Do you think it's safe for your best friend to "sleep it off" after drinking too much too fast? How about black coffee to help sober her up? Would a cold shower do the trick? If you answered "Yes" to any of these questions, you were wrong. None of these methods work. These "remedies" can't prevent or stop your friend's blood alcohol concentration (BAC)1 from continuing to rise to potentially dangerous levels within her body, even after she has stopped drinking.If your friend passes out from binge drinking and you are unable to rouse him, it's time to get help. (Binge drinking is defined as consuming five or more drinks in a row for boys and four or more in a row for girls.2 Other critical signs of alcohol poisoning include the following:
- Mental confusion, stupor, or coma
- Slow breathing (fewer than eight breaths per minute)
- Irregular breathing (10 seconds or more between breaths)
- Hypothermia (low body temperature), bluish skin color, paleness.3
What happens in alcohol poisoning? Alcohol depresses the nerves that control involuntary actions such as breathing, heart beat, and the gag reflex (prevents choking). A fatal dose of alcohol will eventually stop these functions. After the victim stops drinking, the heart keeps beating, and alcohol in the stomach continues to enter the bloodstream and circulate throughout the body. If untreated, the following could happen:
- Victim chokes on his own vomit.
- Breathing slows, becomes irregular, or stops.
- Heart beats irregularly or stops.
- Victim slips into hypothermia (low body temperature).
- Hypoglycemia (too little blood sugar) leads to seizures.

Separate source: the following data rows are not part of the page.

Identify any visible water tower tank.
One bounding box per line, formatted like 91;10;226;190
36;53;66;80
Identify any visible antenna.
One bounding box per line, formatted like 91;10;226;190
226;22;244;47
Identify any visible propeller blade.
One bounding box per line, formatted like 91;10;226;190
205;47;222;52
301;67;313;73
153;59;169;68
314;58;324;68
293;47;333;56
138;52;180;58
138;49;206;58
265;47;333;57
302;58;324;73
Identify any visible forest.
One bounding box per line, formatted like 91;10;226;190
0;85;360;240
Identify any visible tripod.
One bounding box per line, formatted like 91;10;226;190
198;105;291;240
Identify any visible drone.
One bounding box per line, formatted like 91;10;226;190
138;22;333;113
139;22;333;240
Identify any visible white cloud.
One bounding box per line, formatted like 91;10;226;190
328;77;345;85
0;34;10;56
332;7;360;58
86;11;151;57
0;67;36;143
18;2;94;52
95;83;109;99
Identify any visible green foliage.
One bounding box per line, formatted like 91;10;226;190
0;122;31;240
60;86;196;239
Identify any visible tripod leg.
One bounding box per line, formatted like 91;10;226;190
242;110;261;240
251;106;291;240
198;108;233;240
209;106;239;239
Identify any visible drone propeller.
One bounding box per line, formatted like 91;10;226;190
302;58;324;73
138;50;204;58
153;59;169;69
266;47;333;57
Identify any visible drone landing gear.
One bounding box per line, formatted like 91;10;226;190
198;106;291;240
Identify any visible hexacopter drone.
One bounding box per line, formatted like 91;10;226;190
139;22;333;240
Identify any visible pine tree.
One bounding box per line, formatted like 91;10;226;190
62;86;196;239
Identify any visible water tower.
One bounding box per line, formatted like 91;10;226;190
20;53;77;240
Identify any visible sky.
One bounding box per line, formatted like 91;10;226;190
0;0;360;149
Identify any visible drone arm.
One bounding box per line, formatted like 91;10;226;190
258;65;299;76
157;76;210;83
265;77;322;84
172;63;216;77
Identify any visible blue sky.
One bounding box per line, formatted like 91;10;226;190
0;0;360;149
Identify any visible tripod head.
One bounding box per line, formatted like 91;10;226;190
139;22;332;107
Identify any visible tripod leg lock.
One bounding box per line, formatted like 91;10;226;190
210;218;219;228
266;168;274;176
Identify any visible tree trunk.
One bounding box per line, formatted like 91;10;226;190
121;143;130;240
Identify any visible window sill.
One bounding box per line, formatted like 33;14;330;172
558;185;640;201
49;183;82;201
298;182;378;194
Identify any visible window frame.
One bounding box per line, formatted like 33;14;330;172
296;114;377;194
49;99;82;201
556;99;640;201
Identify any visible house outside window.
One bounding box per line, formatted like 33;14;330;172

- Untreated severe dehydration from vomiting can cause seizures, permanent brain damage, or death.4
Even if the victim lives, an alcohol overdose can lead to irreversible brain damage. Rapid binge drinking (which often happens on a bet or a dare) is especially dangerous because the victim can drink a fatal dose of alcohol before passing out. Here's what to do if you think your friend has overdosed on alcohol:
- Know the danger signals.
- Don't wait for all symptoms to be present.
- Be aware that a person who has passed out may die.
- If there is any suspicion of an alcohol overdose, call 911 for help. Don't try to guess the level of drunkenness.5
So if you suspect a friend is in danger from alcohol poisoning, don't take a chance. Get medical help. Although your friend might be embarrassed or even angry at the attention, it's better to be safe than sorry in seeking help.
1Prevention Primer. "Blood Alcohol Concentration," last referenced 3/10/2003.
2National Institute on Alcohol Abuse and Alcoholism. 1998. College Students and Drinking, Alcohol Alert No. 29, Bethesda, MD: U.S. Department of Health and Human Services, last referenced 3/31/2003.
3Students Examining the Culture of Drinking. "Risky Business: Alcohol Poisoning," last referenced 3/10/2003.
4Safe & Sober. "Alcohol Poisoning," last referenced 3/10/2003.
5Students Examining the Culture of Drinking. "Risky Business: Alcohol Poisoning," last referenced 3/10/2003.